On its own terms, this shimmering mesh of ideas and action proves both entertaining and undeniably ingenious. What’s to object to, then? Well, some viewers will find offense in the film’s “New Agey” aesthetic (swooshy music, dreamy special effects) and the aura of self-help that surrounds its narrative. The filmmakers, though, evidently intend to challenge the “masculinist” aesthetic and assumptions that inform most movies, and if their softer approach isn’t comprehensively persuasive, it is at least purposeful enough to merit serious consideration.
What the Bleep is credited to three co-directors: William Arntz, Betsy Chasse and Mark Vicente. Vicente seems to be the filmmaker in the bunch. Arntz, who funded the project out of his own deep pockets, is a software tycoon turned spiritual seeker turned moviemaker. All three belong to the Oregon school run by Ramtha, supposedly a 35,000-year-old wise man “channeled” by a woman named J.Z. Knight, who appears as one of the film’s commentators. Is the movie, then, some kind of disguised propaganda for a New Age guru? Is its intellectual content vitiated by its makers’ pedagogic affiliation?
I’m prepared to give Arntz and company the benefit of the doubt. Like The Passion of the Christ and Fahrenheit 9/11, What the Bleep is a film made out of an almost evangelical sense of personal conviction, and that’s precisely what makes it so fascinating, agree with it or not. In fact, it fits rather neatly between Mel Gibson’s paean to religious orthodoxy and Michael Moore’s decidedly nonreligious political screed, since it represents a viewpoint that would heal our perilously divided world by bridging science and spirituality, the material and the metaphysical.
This viewpoint assumes a congruence, indeed a fast-approaching convergence, between traditional mystical thought and quantum-era scientific thought. In a nutshell: Reality, rather than being composed of an objective “out there” and a subjective “in here,” is wholly, mysteriously unitary; the self, in a barely fathomable way, co-creates the world that it experiences as something beyond (and other than) itself.

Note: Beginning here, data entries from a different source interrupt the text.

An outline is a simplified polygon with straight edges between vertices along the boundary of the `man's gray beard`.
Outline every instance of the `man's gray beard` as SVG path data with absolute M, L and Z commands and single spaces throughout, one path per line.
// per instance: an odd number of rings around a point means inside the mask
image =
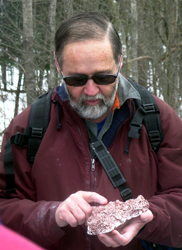
M 65 88 L 66 88 L 66 84 L 65 84 Z M 118 80 L 112 89 L 111 97 L 109 98 L 109 100 L 107 100 L 104 95 L 98 93 L 95 96 L 88 96 L 88 95 L 81 96 L 78 104 L 75 103 L 73 96 L 71 95 L 71 93 L 68 91 L 67 88 L 66 88 L 66 91 L 69 96 L 71 107 L 81 117 L 90 119 L 90 120 L 96 120 L 102 117 L 103 115 L 105 115 L 109 111 L 109 109 L 114 105 L 117 89 L 118 89 Z M 100 102 L 97 105 L 90 106 L 85 103 L 85 100 L 96 100 L 96 99 L 100 99 Z

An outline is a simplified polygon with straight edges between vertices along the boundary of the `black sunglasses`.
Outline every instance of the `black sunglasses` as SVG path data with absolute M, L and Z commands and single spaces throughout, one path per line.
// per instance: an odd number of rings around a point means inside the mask
M 72 87 L 80 87 L 80 86 L 84 86 L 89 79 L 92 79 L 98 85 L 111 84 L 115 82 L 116 78 L 118 77 L 119 68 L 120 68 L 120 64 L 118 65 L 116 74 L 106 74 L 106 75 L 95 74 L 91 77 L 81 76 L 81 75 L 80 76 L 64 76 L 60 68 L 59 70 L 62 74 L 63 80 L 65 81 L 67 85 L 72 86 Z

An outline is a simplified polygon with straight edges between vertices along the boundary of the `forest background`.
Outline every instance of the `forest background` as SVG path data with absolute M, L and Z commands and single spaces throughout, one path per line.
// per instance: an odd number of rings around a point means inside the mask
M 109 17 L 124 49 L 122 73 L 182 118 L 182 0 L 0 0 L 0 141 L 14 116 L 62 83 L 54 35 L 82 11 Z

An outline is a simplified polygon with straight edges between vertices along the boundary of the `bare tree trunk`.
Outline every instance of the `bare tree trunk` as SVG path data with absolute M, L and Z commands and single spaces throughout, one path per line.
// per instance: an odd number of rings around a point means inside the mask
M 54 62 L 54 36 L 56 26 L 56 4 L 57 0 L 50 1 L 49 5 L 49 25 L 50 25 L 50 75 L 49 75 L 49 89 L 55 87 L 56 68 Z
M 36 98 L 34 51 L 33 51 L 33 15 L 32 0 L 22 0 L 23 5 L 23 61 L 25 68 L 24 84 L 27 93 L 27 104 L 30 105 Z
M 137 1 L 131 0 L 131 57 L 137 57 L 138 49 L 138 11 L 137 11 Z M 132 77 L 138 82 L 138 62 L 132 63 Z
M 19 68 L 19 78 L 18 78 L 18 85 L 17 85 L 17 91 L 16 91 L 14 116 L 16 116 L 18 114 L 20 86 L 21 86 L 22 75 L 23 75 L 23 72 L 22 72 L 21 68 Z

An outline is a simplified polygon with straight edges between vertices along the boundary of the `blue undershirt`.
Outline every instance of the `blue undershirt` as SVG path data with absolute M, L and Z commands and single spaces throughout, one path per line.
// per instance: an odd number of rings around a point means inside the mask
M 97 136 L 99 135 L 99 133 L 104 125 L 105 120 L 106 120 L 106 118 L 103 121 L 97 123 Z

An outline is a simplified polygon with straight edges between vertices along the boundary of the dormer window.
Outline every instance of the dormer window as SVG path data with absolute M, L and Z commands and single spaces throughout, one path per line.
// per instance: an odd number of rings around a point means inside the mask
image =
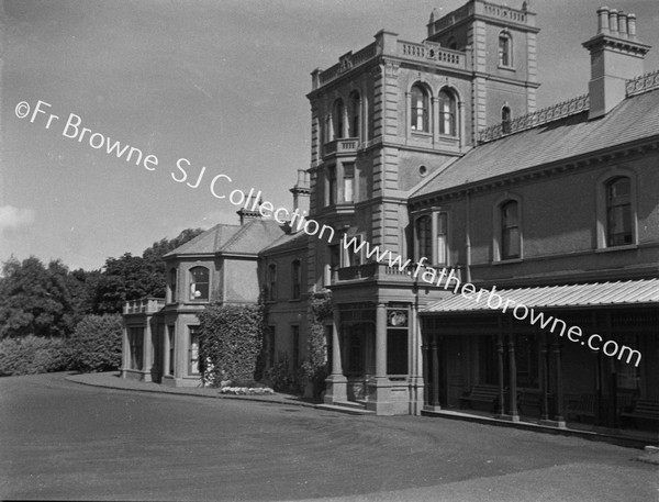
M 606 183 L 607 247 L 634 243 L 632 221 L 632 182 L 621 176 Z
M 511 109 L 509 107 L 503 107 L 501 109 L 501 132 L 503 134 L 509 134 L 511 132 Z
M 345 134 L 344 119 L 345 119 L 345 105 L 342 99 L 337 99 L 334 102 L 334 111 L 332 114 L 332 122 L 334 124 L 334 140 L 340 140 Z
M 499 66 L 513 66 L 513 40 L 507 31 L 499 34 Z
M 209 269 L 205 267 L 194 267 L 190 269 L 190 300 L 209 300 Z
M 360 109 L 360 99 L 359 99 L 359 92 L 355 91 L 350 94 L 350 101 L 349 101 L 349 122 L 348 122 L 348 126 L 349 126 L 349 131 L 348 131 L 348 136 L 349 137 L 359 137 L 359 127 L 360 127 L 360 113 L 359 113 L 359 109 Z
M 428 92 L 421 85 L 415 83 L 411 90 L 411 127 L 412 131 L 427 133 L 429 129 L 431 105 Z

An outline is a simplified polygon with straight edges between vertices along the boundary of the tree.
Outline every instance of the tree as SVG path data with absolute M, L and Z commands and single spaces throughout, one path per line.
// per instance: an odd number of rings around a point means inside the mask
M 163 238 L 146 248 L 142 256 L 125 253 L 108 258 L 92 294 L 96 314 L 121 313 L 126 301 L 145 297 L 164 298 L 167 274 L 163 257 L 201 234 L 201 228 L 187 228 L 172 239 Z
M 83 372 L 108 371 L 121 365 L 122 319 L 87 315 L 69 339 L 70 366 Z
M 48 267 L 31 256 L 10 258 L 0 277 L 0 337 L 67 336 L 74 327 L 68 269 L 59 260 Z

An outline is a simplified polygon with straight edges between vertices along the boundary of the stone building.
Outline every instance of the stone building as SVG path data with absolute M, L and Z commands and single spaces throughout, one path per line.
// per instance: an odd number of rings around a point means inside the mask
M 327 406 L 656 425 L 659 72 L 644 74 L 650 47 L 634 14 L 602 8 L 595 22 L 588 93 L 544 110 L 526 1 L 469 0 L 434 12 L 421 43 L 380 31 L 312 72 L 309 186 L 293 194 L 309 196 L 308 217 L 332 232 L 259 220 L 226 234 L 258 241 L 236 261 L 252 267 L 236 299 L 265 289 L 270 365 L 279 353 L 303 360 L 309 301 L 326 297 Z M 199 243 L 230 242 L 206 234 Z M 168 257 L 181 291 L 198 260 L 213 274 L 233 267 L 224 244 L 193 243 Z M 246 277 L 235 270 L 222 291 Z M 507 312 L 473 300 L 494 290 Z M 201 305 L 154 302 L 126 306 L 124 375 L 143 325 L 144 357 L 185 384 L 176 368 L 190 365 L 193 335 L 167 366 L 165 326 L 190 332 Z M 147 349 L 148 339 L 160 342 Z

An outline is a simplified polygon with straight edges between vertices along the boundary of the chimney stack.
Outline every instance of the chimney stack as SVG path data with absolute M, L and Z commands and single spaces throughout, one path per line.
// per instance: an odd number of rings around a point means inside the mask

The implications of this are as debatable as they are dizzying, and What the Bleep, to its credit, I think, seems aimed at stimulating debate rather than imposing new certainties. In this, it reminds us that the present era is a time of intellectual flux and change not unlike the late classical world, when Neoplatonism, Gnosticism, Stoicism and other isms contended for the ground eventually won by Christianity. Or, to choose an example closer to home, there was Boston in the 1830s, when the eclectic efflorescence called the “New Thought” laid the groundwork for those two most American of philosophies, Transcendentalism and Pragmatism.
There’s something deeply American–at once transcendental and pragmatic–about the philosophy of What the Bleep, too, for what is “you create your own reality” but a latter-day spin on Emersonian self-reliance? Not surprisingly, the film pushes the traditional boundaries of cinematic form with all it wants to convey. But not to worry. Its makers are promising a four-DVD version that will incorporate several more hours of their interviews. Meanwhile, a Web site ( whatthebleep.com ) offers links, books and other portals to the film’s “rabbit hole of mysteriousness.”